I bathed in the Euphrates when dawns were young.
I built my hut near the Congo and it lulled me to sleep.
I looked upon the Nile and raised the pyramids above it.
I heard the singing of the Mississippi when Abe Lincoln
went down to New Orleans, and I’ve seen its muddy
bosom turn all golden in the sunset.
I’ve known rivers:
Ancient, dusky rivers.
My soul has grown deep like the rivers.
It’s a beautiful poem, I’ve always thought. And a wise poem. There’s something about the way that poem reaches so far back into the past and so deep down into the soul that communicates a grounded, mature kind of confidence. You know what I’m talking about?
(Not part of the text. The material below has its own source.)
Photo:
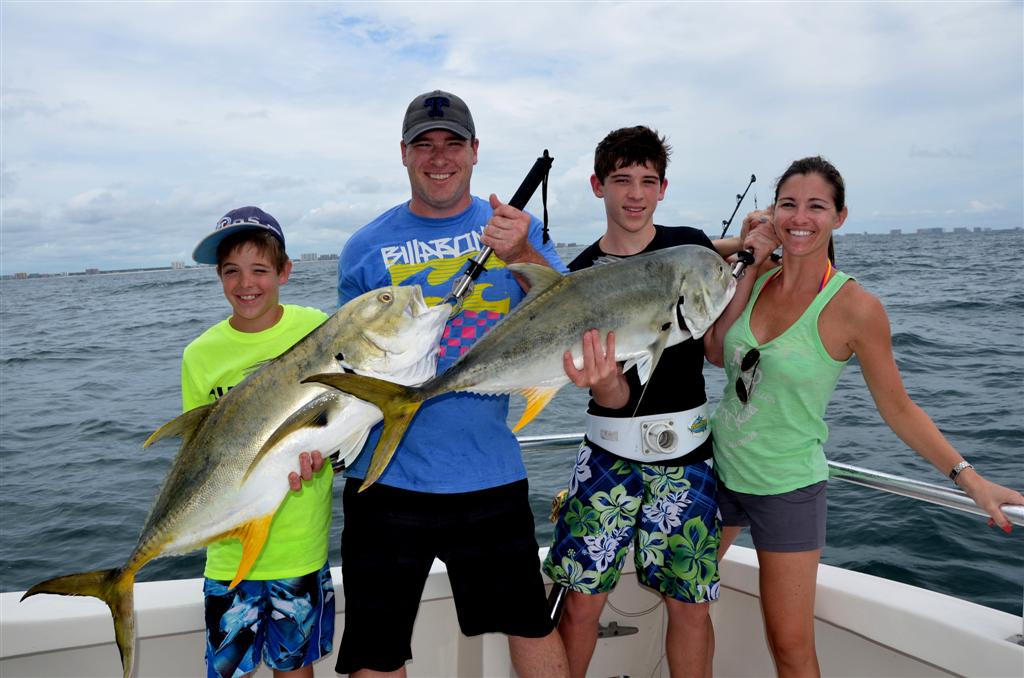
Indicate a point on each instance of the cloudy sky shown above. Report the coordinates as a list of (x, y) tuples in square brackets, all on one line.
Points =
[(128, 128)]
That’s a poem that can give depth and strength instead of just describing them.
It’s incredible that it does that, when you think about it, because that poem was written in 1920. You know what most people thought of black history and culture back in 1920? The vast majority of white Americans and all too many African-Americans thought of black as different, backward, inferior: the blacker physically or culturally, the worse. There was nothing to be confident about, as far as most people were concerned. But Langston Hughes wrote my black soul is deep like the rivers and 86 years later we remember him for it. Not because he was the greatest individual writing talent of his day, but because he had something to say. Something that went beyond himself. He wrote about the culture and heritage of his people with pride and artistry. He and other like-minded writers, not ashamed to call themselves Negro poets, gave this nation a literature of black dignity. All those individual writers, works, and goals clumped together are remembered as the Harlem Renaissance. And I hope that long after hundreds of movements from the last century have been forgotten, the Harlem Renaissance will be remembered; because America desperately needed the gift it offered to take another step toward being whole.
So. Here we are, eighty-eight years later, in the Mormon community. Mormonism is technically a religion, but it’s also a tradition and a people. (Being a Goldberg, I understand how these things work. A religion can form a people. It’s been done before.) We’re a people with a rich heritage that goes back far beyond the founding of the church in 1830. We’ve got unique institutions that have helped us keep a sense of community in an age when many communities are falling apart. And we have wisdom, a surprisingly rare gift in an age so saturated with information and opinion—we know something about how to treat each other, about our relationship to God, about the spiritual power that runs all through this world. We have an overarching gospel framework to organize and prioritize our insights within. And of course, we’ve also got online resources with wisdom on food storage and stuff. Profound or practical, inherited wisdom is part of who we are.
And who are we? Unlike most tribes and peoples, none of this heritage is restricted to any ethnic group or country. Anyone can choose to adopt this heritage as part of their own identity. The whole world is getting less national and more global and Mormonism is one of the world’s first great post-national cultures.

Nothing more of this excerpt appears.